Monday, 16 April 2012
Taraf de Haidouks
Svend Brown is shaping up as something of a visionary programmer. Not content with pushing the Minimal Extreme Festival, he invited Johnathan Morton - the fiend witha violin who fronts the Scottish Ensemble - to curate another minimal festival. And while there were a few moments of disappointment - Icebreaker's ponderous yet loose reading of Glassworks, The Hilliard's strangulated modern choral take on Paradise Lost - the line up was diverse and provocative. And in Taraf de Haidouks, he selected a strong argument for the importance of the violin as a boundary busting, hard-rocking instrument to shame the rebellious hegemony of the guitar.
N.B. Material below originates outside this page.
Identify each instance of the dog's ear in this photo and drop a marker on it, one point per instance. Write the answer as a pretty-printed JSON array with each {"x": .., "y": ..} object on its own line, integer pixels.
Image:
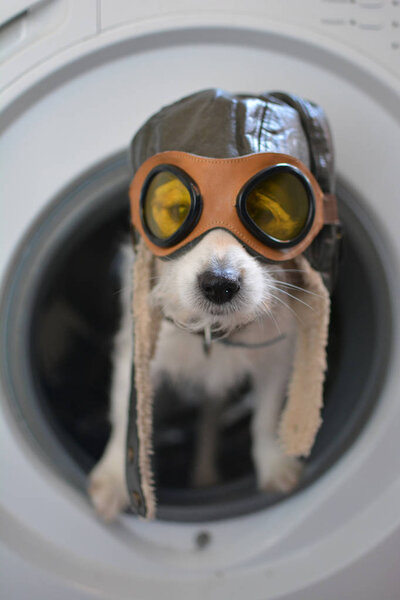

Morton's no slouch on the four stringn himself - last year he demonstrated that Vivaldi's Four Seasons has more edge than any popular global commodity deserves. Yet in Taraf, and the supporting electronic/ violin maestro mash-up from Pekkar Kuusisto, Morton selected artists from the wilder parts of the musical world. Taraf de Haidouks look disreputable, with one member lurking like a gangster until called upon to throw out some argumentative lyrics, and the whistle player disappearing during the encore for a cheeky cigarette: yet when the dual violin frontline, a couple of wheezing accordions and a jazzy clarinet are driven along by a frenzy of double bass and hammered dulcimer, they cross beyond their gypsy sound and land squarely in punk energy territory.
Not that Taraf have anything in common with the brain-dead punk revivalists, who mistook thuggish monotony for rebellion (a few members of Taraf appear to remember the 1920s, both musically and physically): it's the reckless abandon that informs their precise playing. Melting down Eastern European melodies, a touch of Hot Jazz, fragmentrs of Klezmer, they are so fast, so abrupt, so assured.
Of course, Morton has now set Brown a challenge: can he curate a programme that has the same eclectic energy as this combination? Kuusisto did the experimental modernity - tinged with a few adventures into Finnish folk romance - while Taraf just shock the Fruitmarket. Brown has admittted that he is influenced by the lamented Triptych Festival: can he go one louder?